Born Free Blu-ry Review

Opening with John Barry’s sweeping score across the Kenyan grasslands, Born Free is a classic family film, popular to families of a particular age and perhaps has less appeal now than it did when I was growing up (when it was regularly shown on TV). However, what the extras on the disc highlight are how relevant this film still is and the important conservation message within.

Born Free is based off the true story of George and Joy Adamson. George (Bill Travers) is a British (colonial) gamekeeper who looks after a reservation in Kenya. He and Joy (Virginia McKenna) live in a bungalow where they live an idyllic life. George is forced to kill a male lion and female lioness who it was reported have been killing locals. He discovers that the lion pride have three baby cubs. George takes them back to the bungalow to Joy who is happy to help look after them. Despite the reservations of George’s boss, John Kendall (Geoffrey Keen) they raise the lion cubs as their own pets. As they get bigger naturally they become more of a handful and are faced with the tough decision of sending them off to Rotterdam Zoo. However, Joy is depressed and saddened by this prospect and George reluctantly allows her to keep her favourite lioness, named Elsa. Elsa becomes tame, even as a fully grown lioness. When George and Joy have to take their official leave and are ordered back to Britain, George and Joy face an unprecedented problem and that is to make Elsa wild, something that has never been done before.

Born Free is based off Joy Adamson’s own book, published in 1960. The film is a perfect family film. However, while the story is accurate but the surrounding story is very different. It presents a very British colonial image of the story, but the true story is quite different. Joy Adamson was Silesian, born in the German part of Czechoslovakia and George was her third husband. For many years he lived in Kenya as a games conservationist where he met Joy and married her in 1944. The story as it is, while in all likelihood romaticised it never the less is accurate. The time frame in the film does feel longer but Elsa the lion was only 6-years-old when she died. Her cubs were blamed for a series of killings of local farmers, but the Adamsons were able to track the lions and transfer them to a different reservation. Sadly, long after this film was made, George and Joy Adamson were both murdered – George was killed by poachers in 1989 and the following year Joy was murdered under mysterious circumstances. A follow-up book to ‘Born Free’ was written by Joy, ‘Living Free’ that was made into a film in 1972 and starred Nigel Davenport and Susan Hampshire as the Adamsons and Geoffrey Keen, also known as an occasional M in the James Bond films returns as John Kendall.

The Eureka! release does justice to the scale and scope of the film, shown in the original 16:9 – 2.35:1 aspect ratio.

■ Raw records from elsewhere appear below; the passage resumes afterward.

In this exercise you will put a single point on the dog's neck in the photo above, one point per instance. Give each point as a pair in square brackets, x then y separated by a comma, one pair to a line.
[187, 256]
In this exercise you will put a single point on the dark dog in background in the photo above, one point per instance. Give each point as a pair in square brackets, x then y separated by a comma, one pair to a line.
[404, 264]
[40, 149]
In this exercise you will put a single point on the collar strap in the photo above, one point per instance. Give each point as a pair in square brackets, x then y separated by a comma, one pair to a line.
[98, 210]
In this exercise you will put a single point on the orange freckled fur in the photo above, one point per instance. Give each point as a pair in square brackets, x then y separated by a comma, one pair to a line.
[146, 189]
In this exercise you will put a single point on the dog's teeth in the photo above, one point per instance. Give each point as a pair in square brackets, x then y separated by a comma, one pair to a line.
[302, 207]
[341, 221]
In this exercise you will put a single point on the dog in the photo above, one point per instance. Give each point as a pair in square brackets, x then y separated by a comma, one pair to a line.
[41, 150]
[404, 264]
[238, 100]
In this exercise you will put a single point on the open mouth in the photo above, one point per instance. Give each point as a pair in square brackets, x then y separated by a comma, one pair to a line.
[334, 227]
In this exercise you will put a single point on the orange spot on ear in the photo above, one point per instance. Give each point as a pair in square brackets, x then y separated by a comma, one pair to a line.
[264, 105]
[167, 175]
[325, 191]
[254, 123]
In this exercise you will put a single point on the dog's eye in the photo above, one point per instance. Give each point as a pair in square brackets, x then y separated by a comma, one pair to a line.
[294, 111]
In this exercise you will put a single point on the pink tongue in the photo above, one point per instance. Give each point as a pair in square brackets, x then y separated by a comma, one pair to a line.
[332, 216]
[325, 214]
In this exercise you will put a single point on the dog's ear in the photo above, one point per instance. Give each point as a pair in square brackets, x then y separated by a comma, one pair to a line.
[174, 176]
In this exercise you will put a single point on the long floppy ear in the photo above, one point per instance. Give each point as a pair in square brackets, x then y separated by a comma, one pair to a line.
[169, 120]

Opening and closing with John Barry’s sweeping score and ending with Matt Monro’s rendition of the song accompanied by Kenneth Talbot’s camerawork this is a good looking film and one of the key family films of the sixties. However, the release of the film highlights a much more important relevance to the film. All the extras are related to the legacy, the Born Free Foundation which is set to rehabilitate lions and take them away from areas of threat or captivity and improve their lot. The foundation was founded in 1984 and included on the disc are promotional films and the hard work they do.